He just couldn’t seem to help himself. He couldn’t seem to force himself to stay away from her. She made him feel good. And it was such a relief after the past year of feeling rotten....
“Yes, Nina is the pregnant Crawford,” he answered his mother’s question belatedly. And more somberly than anything he’d said since coming in the back door.
“Is she the reason you’re in a better mood?” his mother persisted, sounding even more alarmed.
“The boys were cheerier, too, now that I think about it,” his father observed before Dallas had a chance to answer.
“Because of her?” Ellie Traub demanded.
Dallas understood where the outrage in his mother’s tone was coming from. She’d gone to great lengths to make things as normal and upbeat as possible for her grandsons since Laurel had disappeared, to do everything she could to make them happy. Of course it would hurt Ellie’s feelings if she thought someone else had been more successful at it, let alone a Crawford.

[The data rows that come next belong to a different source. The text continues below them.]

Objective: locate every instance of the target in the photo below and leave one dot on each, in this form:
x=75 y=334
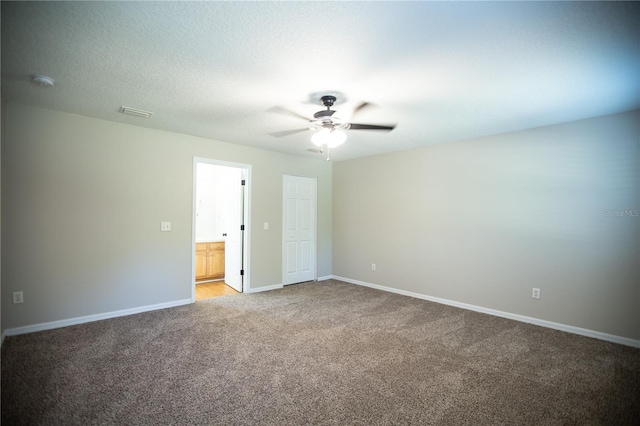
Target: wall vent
x=135 y=112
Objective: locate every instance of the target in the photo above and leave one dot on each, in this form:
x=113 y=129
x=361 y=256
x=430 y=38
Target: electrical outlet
x=535 y=293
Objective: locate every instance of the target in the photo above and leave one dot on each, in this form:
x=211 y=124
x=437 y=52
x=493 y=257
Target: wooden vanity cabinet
x=209 y=260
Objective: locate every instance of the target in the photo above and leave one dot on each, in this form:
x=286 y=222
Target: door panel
x=299 y=229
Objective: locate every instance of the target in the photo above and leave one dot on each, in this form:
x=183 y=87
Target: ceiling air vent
x=135 y=112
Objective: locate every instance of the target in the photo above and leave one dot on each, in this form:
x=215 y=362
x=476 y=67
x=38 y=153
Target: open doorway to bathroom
x=220 y=240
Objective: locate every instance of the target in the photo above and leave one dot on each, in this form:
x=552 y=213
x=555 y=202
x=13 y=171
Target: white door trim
x=246 y=261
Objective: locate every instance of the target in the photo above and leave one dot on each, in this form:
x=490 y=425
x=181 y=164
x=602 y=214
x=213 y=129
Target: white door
x=299 y=230
x=231 y=191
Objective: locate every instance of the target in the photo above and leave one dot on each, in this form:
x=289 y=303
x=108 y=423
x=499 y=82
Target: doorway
x=298 y=229
x=220 y=242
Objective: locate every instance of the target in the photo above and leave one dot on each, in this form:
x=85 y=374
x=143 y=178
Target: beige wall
x=83 y=203
x=484 y=221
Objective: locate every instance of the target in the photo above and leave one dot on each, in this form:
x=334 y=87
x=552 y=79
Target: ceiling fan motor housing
x=328 y=100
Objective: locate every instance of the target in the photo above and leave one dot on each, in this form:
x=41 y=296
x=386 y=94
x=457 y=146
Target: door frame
x=246 y=284
x=314 y=231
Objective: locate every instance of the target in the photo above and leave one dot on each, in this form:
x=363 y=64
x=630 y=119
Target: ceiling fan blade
x=287 y=132
x=354 y=126
x=280 y=110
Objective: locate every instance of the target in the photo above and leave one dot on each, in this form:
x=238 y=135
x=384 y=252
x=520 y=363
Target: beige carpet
x=317 y=353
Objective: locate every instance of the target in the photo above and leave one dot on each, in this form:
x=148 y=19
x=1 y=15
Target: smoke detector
x=43 y=80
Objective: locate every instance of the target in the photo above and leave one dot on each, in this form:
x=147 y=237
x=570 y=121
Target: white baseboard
x=543 y=323
x=90 y=318
x=266 y=288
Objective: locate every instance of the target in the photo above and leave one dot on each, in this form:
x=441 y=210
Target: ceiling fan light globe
x=329 y=138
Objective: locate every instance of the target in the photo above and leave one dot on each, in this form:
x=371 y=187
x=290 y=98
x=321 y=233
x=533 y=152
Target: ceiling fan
x=329 y=127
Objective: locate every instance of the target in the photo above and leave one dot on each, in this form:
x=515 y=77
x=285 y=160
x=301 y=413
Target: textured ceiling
x=442 y=71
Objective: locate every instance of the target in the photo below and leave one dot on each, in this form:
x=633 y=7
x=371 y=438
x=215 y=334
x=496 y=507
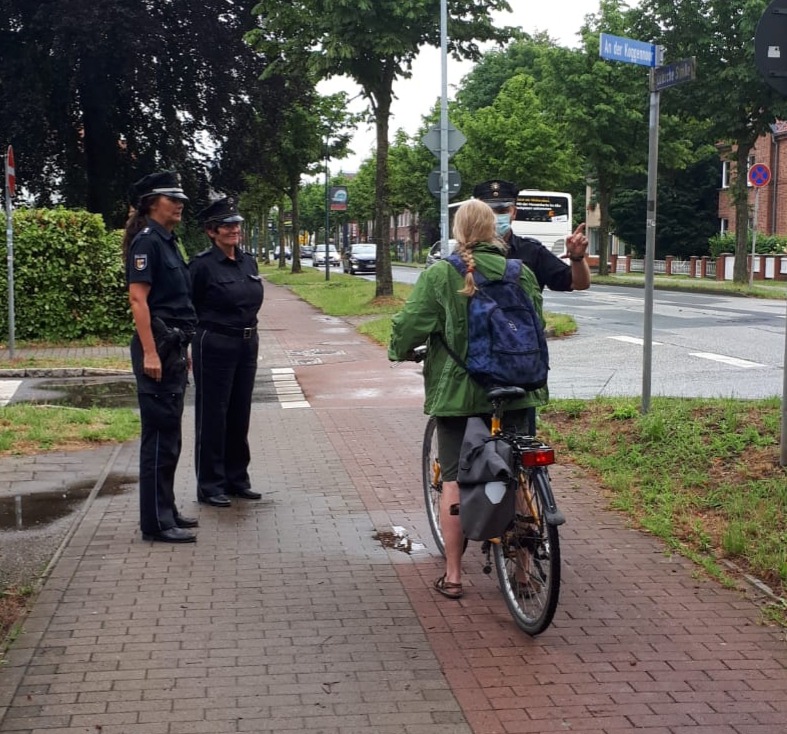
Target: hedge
x=69 y=277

And addressing that gave Dallas a way of avoiding the subject of whether or not Nina was responsible for his own lighter spirits.
“The boys are just looking forward to Christmas and being out of school for winter break after this week. And you’re doing things like taking them to Kalispell today—that’s what’s making them cheerier.”
“But you? Is that Crawford girl the reason you’re in a better mood?” his mother demanded.
“Maybe it’s just time passing,” Bob Traub suggested to his wife.
But Dallas decided in that moment that he wasn’t going to mislead them so he said, “I know Nina is a Crawford and around here the Crawfords are the enemy. But...I don’t know...there’s nothing wrong with her that I can see. She’s a decent, kind, warm—”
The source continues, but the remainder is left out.